II.5 Eine neue Möglichkeit, den Christus zu schauen

   Eine neue und größere Möglichkeit, den ätherischen Christus zu schauen, wird mit der Jahrhundertwende eintreten. Selbst wenn Rudolf Steiner das nicht direkt angesprochen hat, ist es eine notwendige, ja selbstverständliche Folgerung aus allem, was er über die kommenden Ereignisse ausgeführt hat. Es werden z.B. die Platoniker zur Erde herunterkommen, mit ihren großen spirituellen Kräften, die sie durch Jahrhunderte in der geistigen Welt entwickeln konnten. Andere werden wieder zur Erde heruntersteigen, die im Laufe des 20. Jahrhunderts auf Erden inkarniert waren und sich durch die Aufnahme und Verarbeitung der Geisteswissenschaft im Erdenleben und in ihrem nachtodlichen Dasein weiter entwickeln konnten, um mit neuen Fähigkeiten die Erde wieder zu betreten, z.B. mit der Fähigkeit, sich an ihr letztes Erdenleben zu erinnern. Viele von ihnen werden die Erscheinung des ätherischen Christus in ihrem Leben nach dem Tode gehabt haben.

   In einigen Vorträgen über die Äthererscheinung des Christus führt Rudolf Steiner an, daß sich die Zeiten vor Christus nach dem Golgathageschehen wiederholen werden, und zwar auf höherer Stufe. Im ersten Jahrtausend n.Chr. wiederholt sich das salomonische Zeitalter, im zweiten Jahrtausend das Moses-Zeitalter, und mit dem Anfang des dritten Jahrtausends beginnt die Wiederholung des abrahamitischen Zeitalters. Davon sagt er: "diesem abrahamitischen Zeitalter gehen wir entgegen und dieses muß und wird uns Gewaltiges bringen." Abraham war der erste Mensch, im welchen die Kräfte, die dem alten Hellsehen zugrunde lagen, für die innere Umgestaltung seiner physischen Leibesorganisation verwendet wurden. Das erzeugte das physische Werkzeug des Denkens im Menschen. Durch die Ausgestaltung des physischen Gehirns wandelte sich altes Hellsehen in bewußte Denkkräfte. Heute muß der umgekehrte Weg gegangen werden. Die entfalteten Denkkräfte müssen frei werden vom physischen Gehirn, damit ein neues Hellsehen sich entwickeln kann. Im Zusammenhang mit dem Beginn des abrahamitischen Zeitalters am Anfang des dritten Jahrtausends heißt es: "Wir gehen den Weg, der die Menschen wieder eintreten lassen wird in Zustände natürlichen Hellsehens." Mit dem Beginn des 3. Jahrtausends!

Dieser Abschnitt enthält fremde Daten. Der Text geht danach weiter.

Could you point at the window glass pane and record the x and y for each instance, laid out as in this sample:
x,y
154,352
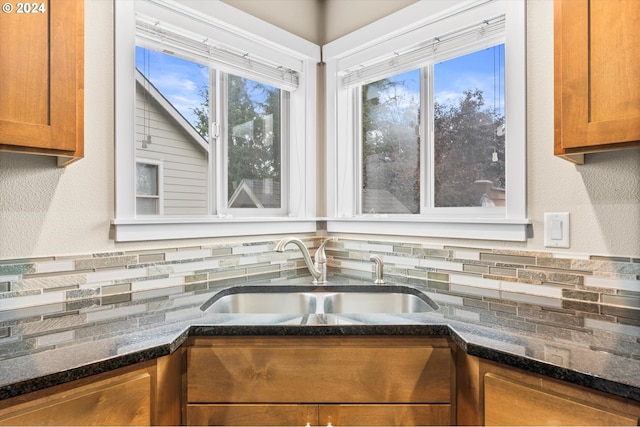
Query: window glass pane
x,y
254,144
146,206
172,109
469,130
146,179
391,145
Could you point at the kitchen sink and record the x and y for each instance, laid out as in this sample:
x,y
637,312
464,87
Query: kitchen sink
x,y
265,302
374,302
329,299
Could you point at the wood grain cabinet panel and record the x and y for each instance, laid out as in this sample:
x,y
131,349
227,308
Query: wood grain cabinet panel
x,y
42,84
596,69
385,415
252,415
345,380
124,400
511,403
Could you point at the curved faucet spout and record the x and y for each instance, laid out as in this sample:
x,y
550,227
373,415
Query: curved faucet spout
x,y
318,267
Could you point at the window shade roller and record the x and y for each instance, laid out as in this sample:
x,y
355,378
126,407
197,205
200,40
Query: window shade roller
x,y
160,36
443,47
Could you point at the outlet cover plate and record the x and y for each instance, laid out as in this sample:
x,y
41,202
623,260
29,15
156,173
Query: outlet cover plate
x,y
556,229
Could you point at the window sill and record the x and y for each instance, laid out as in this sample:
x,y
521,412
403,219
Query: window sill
x,y
192,228
482,229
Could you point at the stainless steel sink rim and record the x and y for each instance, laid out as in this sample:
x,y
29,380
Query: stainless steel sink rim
x,y
314,299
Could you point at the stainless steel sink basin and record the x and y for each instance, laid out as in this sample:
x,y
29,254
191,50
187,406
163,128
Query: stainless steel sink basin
x,y
330,299
265,302
378,302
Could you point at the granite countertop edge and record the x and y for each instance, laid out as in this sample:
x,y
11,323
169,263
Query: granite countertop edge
x,y
436,329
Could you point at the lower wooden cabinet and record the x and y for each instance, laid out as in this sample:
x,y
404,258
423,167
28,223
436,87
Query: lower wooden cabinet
x,y
509,402
122,400
320,381
251,415
492,394
318,415
143,394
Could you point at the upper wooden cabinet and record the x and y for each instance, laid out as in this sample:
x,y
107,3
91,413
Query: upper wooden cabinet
x,y
597,76
42,84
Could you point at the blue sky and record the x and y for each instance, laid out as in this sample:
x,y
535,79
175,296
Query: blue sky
x,y
179,80
483,69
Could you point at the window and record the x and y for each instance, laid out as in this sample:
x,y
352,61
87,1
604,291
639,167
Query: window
x,y
428,135
215,139
148,188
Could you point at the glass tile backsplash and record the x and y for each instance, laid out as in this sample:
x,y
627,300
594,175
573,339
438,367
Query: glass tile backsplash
x,y
497,274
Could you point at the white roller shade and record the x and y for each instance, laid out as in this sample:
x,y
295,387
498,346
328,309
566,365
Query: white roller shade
x,y
445,46
164,37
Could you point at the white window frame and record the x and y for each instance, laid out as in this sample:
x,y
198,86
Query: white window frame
x,y
160,183
248,34
411,27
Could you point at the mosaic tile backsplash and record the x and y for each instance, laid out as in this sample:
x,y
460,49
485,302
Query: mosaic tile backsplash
x,y
605,287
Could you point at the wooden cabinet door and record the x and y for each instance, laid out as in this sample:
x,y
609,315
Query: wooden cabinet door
x,y
123,400
319,370
252,415
510,403
42,84
597,69
385,415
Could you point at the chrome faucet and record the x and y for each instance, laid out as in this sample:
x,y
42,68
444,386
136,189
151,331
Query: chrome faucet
x,y
317,268
379,266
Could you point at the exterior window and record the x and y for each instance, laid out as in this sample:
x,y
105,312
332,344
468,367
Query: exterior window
x,y
466,147
426,129
148,188
469,129
391,145
174,104
172,127
225,105
254,148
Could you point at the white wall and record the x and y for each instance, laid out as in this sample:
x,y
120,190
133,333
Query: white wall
x,y
46,211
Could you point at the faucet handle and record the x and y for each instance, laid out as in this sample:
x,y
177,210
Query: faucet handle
x,y
379,267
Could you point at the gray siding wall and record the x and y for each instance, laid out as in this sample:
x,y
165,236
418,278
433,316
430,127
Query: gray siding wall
x,y
184,160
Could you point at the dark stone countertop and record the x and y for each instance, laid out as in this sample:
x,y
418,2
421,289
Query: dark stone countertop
x,y
51,345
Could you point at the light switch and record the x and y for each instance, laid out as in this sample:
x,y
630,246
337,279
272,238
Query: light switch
x,y
556,229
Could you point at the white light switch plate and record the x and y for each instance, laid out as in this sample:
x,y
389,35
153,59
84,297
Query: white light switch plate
x,y
556,229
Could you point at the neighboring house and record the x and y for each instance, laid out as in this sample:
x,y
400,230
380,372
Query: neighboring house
x,y
252,193
170,152
373,200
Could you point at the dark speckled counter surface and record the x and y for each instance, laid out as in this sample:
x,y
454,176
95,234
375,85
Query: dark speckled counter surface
x,y
47,346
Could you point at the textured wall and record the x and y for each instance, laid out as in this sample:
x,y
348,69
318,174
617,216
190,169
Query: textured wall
x,y
46,211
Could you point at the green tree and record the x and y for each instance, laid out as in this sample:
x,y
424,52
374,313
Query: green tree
x,y
253,130
465,138
390,142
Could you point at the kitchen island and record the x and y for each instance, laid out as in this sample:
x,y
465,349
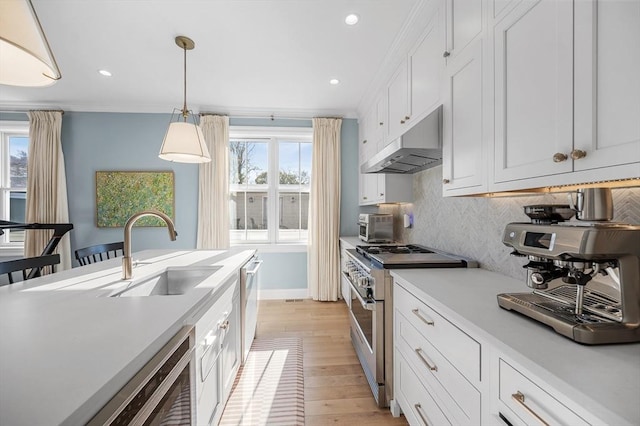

   Diese zweite große Möglichkeit, den Christus im Ätherleib zu schauen, sollte gut vorbereitet werden, um dann doch noch, was in der Zeit von 1933 bis 1940/45 verhindert wurde, für die Erdenmenschheit fruchtbar zu machen, trotzdem man genau weiß, daß die ahrimanischen Wesen diesmal noch viel größere Anstrengungen machen werden, um einen Durchbruch zum ätherischen Christus S25 zu verhindern. Das Fruchtbarmachen für die Menschheit kann gefördert werden durch die innere erkennende Teilnahme an dem, was das Hauptereignis in unserer Zeit ist. Dann kann folgendes für die Menschen eintreten: "Das Leben des Christus wird vom 20. Jahrhundert an immer mehr und mehr in den Seelen der Menschen gefühlt werden als ein persönliches Erlebnis." Dieses Gefühl wird dann besonders stark auftreten, wenn wir in Christus das hohe Geistwesen erkennen, welches in unserer Zeit im Bewußtein der Menschen auferstehen will, denn das umfaßt unser gesamtes geisteswissenschaftliches Streben, auf welchem Felde wir auch wirken. Schon das geistige Erleben des Christus durch unser Geistbewußtsein, auch wenn es nicht gleich zu einem Schauen führt, ist ein inneres Gewahrwerden des ätherischen Christus.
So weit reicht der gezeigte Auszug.